You are viewing a plain text version of this content. The canonical link for it is here.
Posted to issues@geode.apache.org by "Bruce J Schuchardt (Jira)" <ji...@apache.org> on 2020/06/10 18:55:00 UTC
[jira] [Resolved] (GEODE-8238) message loss during shutdown in
Shutdown Hook when JVM exits
[ https://issues.apache.org/jira/browse/GEODE-8238?page=com.atlassian.jira.plugin.system.issuetabpanels:all-tabpanel ]
Bruce J Schuchardt resolved GEODE-8238.
---------------------------------------
Fix Version/s: 1.14.0
Resolution: Fixed
> message loss during shutdown in Shutdown Hook when JVM exits
> ------------------------------------------------------------
>
> Key: GEODE-8238
> URL: https://issues.apache.org/jira/browse/GEODE-8238
> Project: Geode
> Issue Type: Bug
> Components: membership, messaging
> Reporter: Bruce J Schuchardt
> Priority: Major
> Fix For: 1.14.0
>
>
> In a test I was running a JVM was told to exit and Geode's Shutdown Hook initiated cache shutdown. This thread hung once in a while either waiting for a reply to a release of a distributed lock or for a reply to a region-destroy message.
> I traced this down by adding some logging to TCPConduit and DirectChannel and it's due to the changes for GEODE-7727 ("modify sender thread to detect relese of connection"). Those changes cause the P2P Handshake thread to stay active reading from a shared Connection socket. Unfortunately, when this thread eventually exits it is invoking removeEndpoint, which closes all the other connections to the other node. This is causing messages to be lost.
> Here's an example:
> one node (19919) fails to form a connection and invokes removeEndpoint for the other node (23898)
> {noformat}
> bridgegemfire1_19919/system.log: [info 2020/06/09 11:05:08.862 PDT <P2P handshake reader@31e492f-45> tid=0x14f] BRUCE: asyncClose closing Connection, uid=4 shared=true ordered=false remoteAddr=rs-Awesome-14-1023a0i3xlarge-hydra-client-8(bridgegemfire4_host1_23898:23898)<ec><v13>:41005 isReceiver=true
> java.lang.Exception: stack trace
> at org.apache.geode.internal.tcp.Connection.asyncClose(Connection.java:833)
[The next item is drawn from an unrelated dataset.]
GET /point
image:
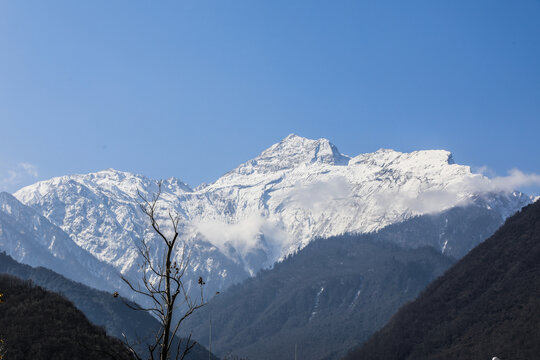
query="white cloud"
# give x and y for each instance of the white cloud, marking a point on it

> at org.apache.geode.internal.tcp.Connection.close(Connection.java:1338)
> at org.apache.geode.internal.tcp.Connection.closePartialConnect(Connection.java:1276)
> at org.apache.geode.internal.tcp.ConnectionTable.closeCon(ConnectionTable.java:612)
> at org.apache.geode.internal.tcp.ConnectionTable.closeCon(ConnectionTable.java:604)
> at org.apache.geode.internal.tcp.ConnectionTable.removeEndpoint(ConnectionTable.java:851)
> at org.apache.geode.internal.tcp.ConnectionTable.removeEndpoint(ConnectionTable.java:751)
> at org.apache.geode.internal.tcp.Connection.close(Connection.java:1400)
> at org.apache.geode.internal.tcp.Connection.requestClose(Connection.java:1268)
> at org.apache.geode.internal.tcp.Connection.readMessages(Connection.java:1661)
> at org.apache.geode.internal.tcp.Connection.run(Connection.java:1460)
> at java.base/java.lang.Thread.run(Thread.java:834)
> {noformat}
> The other node's shared/unordered connection was unexpectedly terminated, causing it to also invoke removeEndpoint():
> {noformat}
> bridgegemfire4_23898/system.log: [info 2020/06/09 11:05:08.862 PDT <P2P handshake reader@2e1ef958-4> tid=0x36] BRUCE: asyncClose closing Connection, uid=4 shared=true ordered=false remoteAddr=rs-Awesome-14-1023a0i3xlarge-hydra-client-8(bridgegemfire1_host1_19919:19919)<ec><v1>:41002 isReceiver=false
> java.lang.Exception: stack trace
> at org.apache.geode.internal.tcp.Connection.asyncClose(Connection.java:833)
> at org.apache.geode.internal.tcp.Connection.close(Connection.java:1338)
> at org.apache.geode.internal.tcp.Connection.requestClose(Connection.java:1268)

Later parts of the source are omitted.